Dans son ouvrage, Leila Bouasria explique que c’est lorsque le mari de cette femme réintègre le marché du travail que le conflit éclate : «Quand mon mari a trouvé un emploi, je fus déçue de l’entendre me demander de partager les dépenses à moitié, (…) moi qui avais passé plus de cinq ans à l’entretenir en attendant le jour où il allait sortir de cette situation et me reposer un peu. Je peux dire que c’était l’une des causes principales du divorce, son manque de reconnaissance.»

…dans une structure conjugale où le pouvoir peine à s’équilibrer

«On ne peut saisir la question du patriarcat et de la domination que si on la met en lumière avec le référentiel de valeurs qui fonde l’ordre normatif d’une société. Les normes sont en train de changer ; elles sont mouvantes. Dans la pratique, on voit très bien que les rôles conjugaux sont en train d’évoluer ; ils sont plus imprévisibles, plus négociables», explique Leila Bouasria, pour qui cette négociation des rôles peut être en revanche vectrice de tensions entre hommes et femmes et, par conséquence, de violences.

«Aujourd’hui, s’il y a conflit, c’est un signal qu’il y a une opposition à un ordre patriarcal considéré comme légitime. Cette transition, qui incite à une certaine ambiguïté normative, à une certaine négociation des rôles, peut être à l’origine de certaines violences.»

Leila Bouasria

Pour Leila Bouasria, la conception du pouvoir au sein de l’unité conjugale n’est pas conçue différemment «qu’en termes de jeu à somme nulle», ces jeux qui veulent que le gain de l’un constitue obligatoirement une perte pour l’autre. «Si la femme a le pouvoir, cela veut dire qu’elle est en train d’usurper la place de l’homme et de lui ôter son pouvoir.
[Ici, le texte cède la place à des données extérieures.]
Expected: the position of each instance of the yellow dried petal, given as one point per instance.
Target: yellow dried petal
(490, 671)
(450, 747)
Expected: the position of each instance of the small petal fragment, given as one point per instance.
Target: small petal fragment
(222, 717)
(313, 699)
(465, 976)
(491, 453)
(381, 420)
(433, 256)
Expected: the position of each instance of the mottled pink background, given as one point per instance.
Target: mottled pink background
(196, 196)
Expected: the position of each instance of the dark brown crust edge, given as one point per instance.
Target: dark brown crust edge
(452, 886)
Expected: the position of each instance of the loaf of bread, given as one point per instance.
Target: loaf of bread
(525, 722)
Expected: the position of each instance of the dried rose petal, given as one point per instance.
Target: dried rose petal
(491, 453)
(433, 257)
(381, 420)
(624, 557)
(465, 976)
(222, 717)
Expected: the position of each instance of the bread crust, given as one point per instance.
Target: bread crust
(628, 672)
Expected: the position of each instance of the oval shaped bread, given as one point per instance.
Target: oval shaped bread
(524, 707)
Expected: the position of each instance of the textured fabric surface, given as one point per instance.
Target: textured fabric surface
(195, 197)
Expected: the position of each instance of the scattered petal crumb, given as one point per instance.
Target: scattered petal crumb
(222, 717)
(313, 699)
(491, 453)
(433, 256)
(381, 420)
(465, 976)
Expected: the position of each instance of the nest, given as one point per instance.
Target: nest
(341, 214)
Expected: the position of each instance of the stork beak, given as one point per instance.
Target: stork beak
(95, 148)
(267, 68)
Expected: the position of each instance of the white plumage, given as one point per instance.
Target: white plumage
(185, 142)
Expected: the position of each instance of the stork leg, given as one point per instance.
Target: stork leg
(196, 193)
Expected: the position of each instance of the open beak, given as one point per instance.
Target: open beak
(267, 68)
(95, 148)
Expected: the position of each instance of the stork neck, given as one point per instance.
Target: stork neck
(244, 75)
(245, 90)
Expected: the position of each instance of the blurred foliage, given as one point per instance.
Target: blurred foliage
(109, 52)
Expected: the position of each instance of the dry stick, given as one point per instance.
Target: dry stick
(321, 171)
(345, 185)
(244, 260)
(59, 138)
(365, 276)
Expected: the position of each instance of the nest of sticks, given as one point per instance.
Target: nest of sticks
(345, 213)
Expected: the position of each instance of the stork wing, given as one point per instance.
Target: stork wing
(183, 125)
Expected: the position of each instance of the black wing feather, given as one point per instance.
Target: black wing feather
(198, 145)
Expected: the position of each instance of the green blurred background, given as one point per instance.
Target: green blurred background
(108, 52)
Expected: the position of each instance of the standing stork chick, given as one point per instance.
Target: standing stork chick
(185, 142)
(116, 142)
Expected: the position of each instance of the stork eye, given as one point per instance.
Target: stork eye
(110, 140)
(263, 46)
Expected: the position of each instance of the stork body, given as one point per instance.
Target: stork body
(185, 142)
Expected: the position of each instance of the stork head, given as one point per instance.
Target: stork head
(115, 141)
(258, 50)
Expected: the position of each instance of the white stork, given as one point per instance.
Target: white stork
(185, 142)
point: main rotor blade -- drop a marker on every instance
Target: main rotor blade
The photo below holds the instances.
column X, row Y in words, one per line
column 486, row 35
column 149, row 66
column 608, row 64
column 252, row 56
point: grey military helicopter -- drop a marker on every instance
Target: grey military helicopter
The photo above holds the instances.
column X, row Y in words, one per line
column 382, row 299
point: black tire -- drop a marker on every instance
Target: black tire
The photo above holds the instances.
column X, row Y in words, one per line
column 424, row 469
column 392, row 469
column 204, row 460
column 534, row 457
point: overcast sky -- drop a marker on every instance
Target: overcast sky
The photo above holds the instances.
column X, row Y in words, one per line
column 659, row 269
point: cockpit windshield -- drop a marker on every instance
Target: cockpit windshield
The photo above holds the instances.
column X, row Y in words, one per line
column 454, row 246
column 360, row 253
C’est une forme d’égalité subversive, c’est-à-dire que si quelqu’un reprend un peu de pouvoir, c’est que l’autre le perd. Pour l’instant, on n’arrive pas à vivre cette égalité de manière équilibrée», conclut-elle.

(*) Pierre Bourdieu est notamment l’auteur de «La domination masculine» (Editions du Seuil, 1998), dans lequel il développe une analyse sociologique des rapports sociaux entre les sexes.